Pendant la dynastie Tang, considérée comme l'âge d'or de la civilisation chinoise, la peinture chinoise s'est développée de façon spectaculaire tant au niveau du sujet que de la technique. Les progrès qui ont caractérisé la peinture de la dynastie Tang ont eu une influence durable dans l'art d'autres pays, en particulier en Asie de l'Est (y compris la Corée, le Japon et le Vietnam) et en Asie centrale.

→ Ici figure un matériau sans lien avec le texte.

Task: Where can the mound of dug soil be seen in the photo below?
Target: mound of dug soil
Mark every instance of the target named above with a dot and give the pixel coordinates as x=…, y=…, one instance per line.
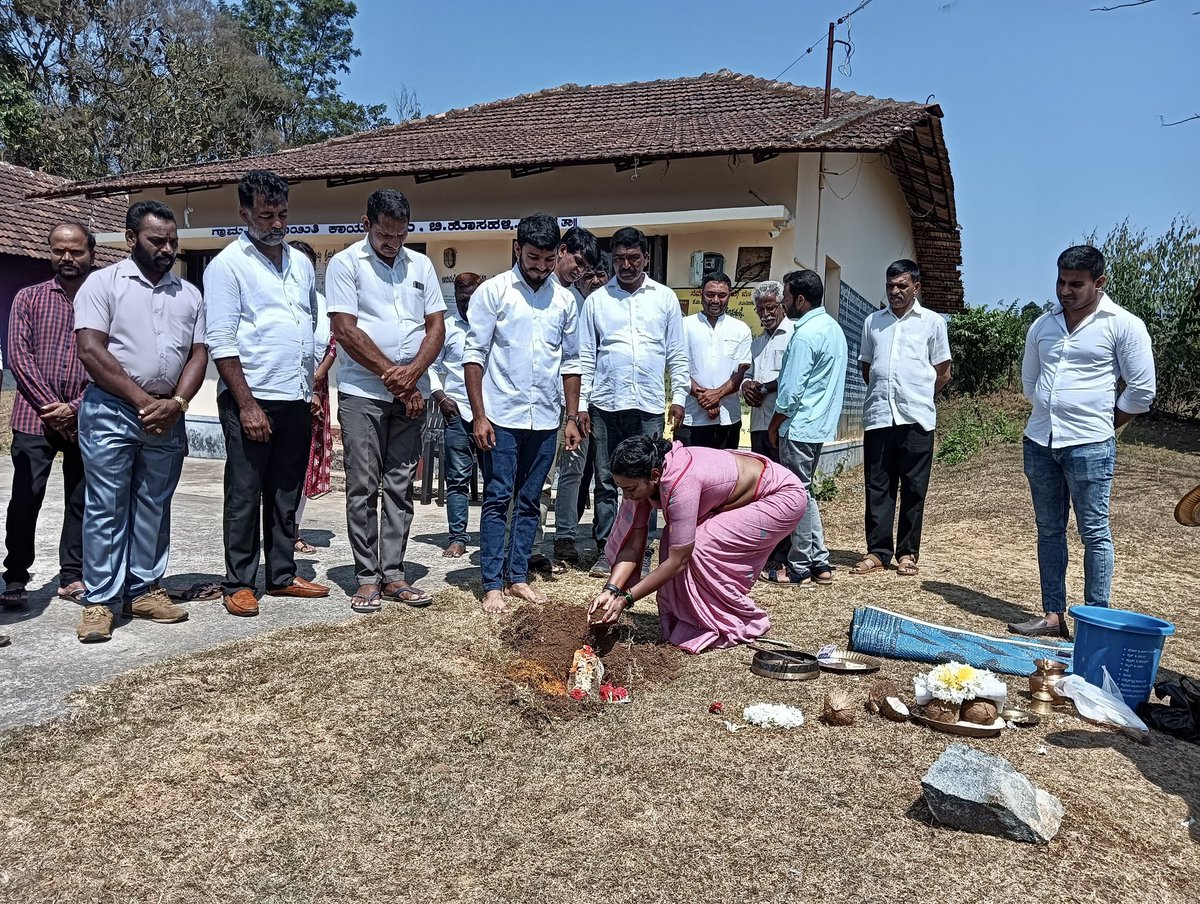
x=545, y=638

Développements dans la peinture

Au début de la période Tang, le style de peinture était principalement hérité de la précédente dynastie Sui. La "peinture des gens" s'est considérablement développée pendant la dynastie Tang, principalement en raison des peintures de Bouddha, de moines et de nobles connues sous le nom de peintures de cour. La peinture figurative atteint le sommet du réalisme élégant dans l'art de la cour des Tang du Sud (937-975). La théorie de la peinture s'est également développée à cette époque alors que le bouddhisme, le taoïsme et la littérature traditionnelle ont influencé la forme d'art. Les peintures sur les structures architecturales, telles que les peintures murales, les peintures au plafond, les peintures rupestres et les peintures de tombes, étaient très populaires, comme en témoignent les peintures des grottes de Mogao au Xinjiang.

Peinture de personnes

Les frères Yan Liben et Yan Lide comptent parmi les peintres les plus prolifiques de cette période. Yan Liben était le portraitiste personnel de l'empereur Taizong, et ses œuvres les plus remarquables incluent le Parchemin des treize empereurs.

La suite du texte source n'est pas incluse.